The crowds were wild. The time had finally come and the Messiah turned His face to Jerusalem, the City of God. Glory and wonder and plenty arrived. Surely He would collect an army and sac oppressors everywhere. Surely He would drape women in jewels and bless their wombs. Finally, the entire world from Rome to Babylon to Egypt would come under the rule of the G of Moses. The crowd shouted and clapped and threw their cloaks in the dirt to make a path for His parade.

Religious leaders – looking for the Messiah, too – shouted at him. “Teacher! Shut these people up, and quiet them down!”

The Messiah looked around and laughed. “If I tell them to be quiet now the very rocks and sand will start shouting.” Staring down the leaders now, He laughed again. “You quiet down!”
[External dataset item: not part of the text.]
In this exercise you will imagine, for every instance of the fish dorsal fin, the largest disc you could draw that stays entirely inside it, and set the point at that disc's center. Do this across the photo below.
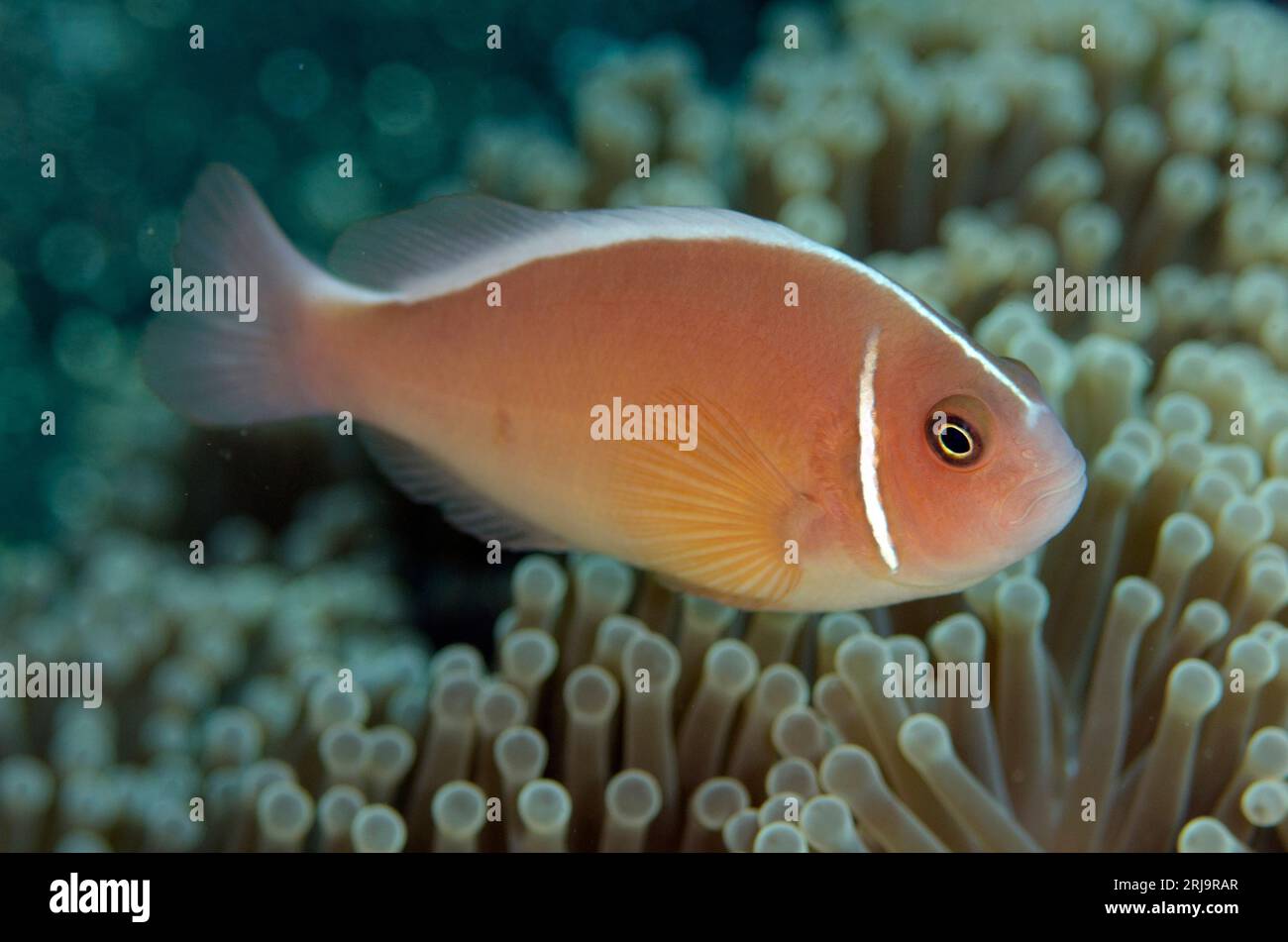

Everyone was happy. Everyone knew that what they expected was coming true. It was time. The time they had waited millenniums for.

But, no one got what they wanted.

It seems to be the way with G. We pray and hope and read and pound the podium that THUS SAITH THE WORD OF GOD! IT SHALL COME TO PASS! Then, our sister dies of COVID, or we get a letter from our mortgage company giving us thirty days to leave our home. In my wife’s case, she receives a phone call and six hours later, the surgeon comes into the waiting room to tell her the first test for success is that her husband lives 48 hours. In my case, I drive my wife to the hospital for cancer surgery. When he’s done, I meet with an upbeat surgeon.

It went great,” he says. “Better than expected.” I breathed out a heavy sigh.

“Looking at the final scans, though…” he says, not quite so upbeat now, “and I’m not sure we got it all.”

I wonder what he expected?

The Father has a plan and a time. Neither correlates with your plans or your timing. We should know this. G told Abraham that he and Sarah would have a child. They had a plan, too, and got tired of waiting. Moses climbed a mountain to meet G and met a bush instead. Jerusalem cheered the coming Messiah knowing that wealth and plenty and honor were coming with Him as if on a leash. Except it didn’t. Even today, with COVID, I hear Christians, good friends whom I love and respect, say, “We’re not worried! G takes care of His own!” Yet, every day, Christian people go bankrupt, die of COVID, or are hit by cars while riding bicycles. Aren’t they His own too?

 The Take Home Message

I did medical research once, a long time ago, and we joked about human beings as nothing more than bags of wet proteins. No offense to proteins! Who are we to know what G wants or what G will do? Who are we to know G’s plans or His time? That the Son on Man deigned to visit humankind clothed as a human baby should be enough for us.

Amen. Selah. Have a wonderful Christmas.


By way of explanation, I label myself as an agnostic Christian. I attend a Southern Baptist church and am comfortable with Roman Catholic and Orthodox theology and all kinds of Protestant thought. For Bibles, I generally use the Jerusalem Bible, the English Standard Version, and the Amplified Bible. A favorite verse is Micah 6:8 where the prophet says:

G has already told you what is right and what to do: do what is right, love loyalty, and walk humbly with G.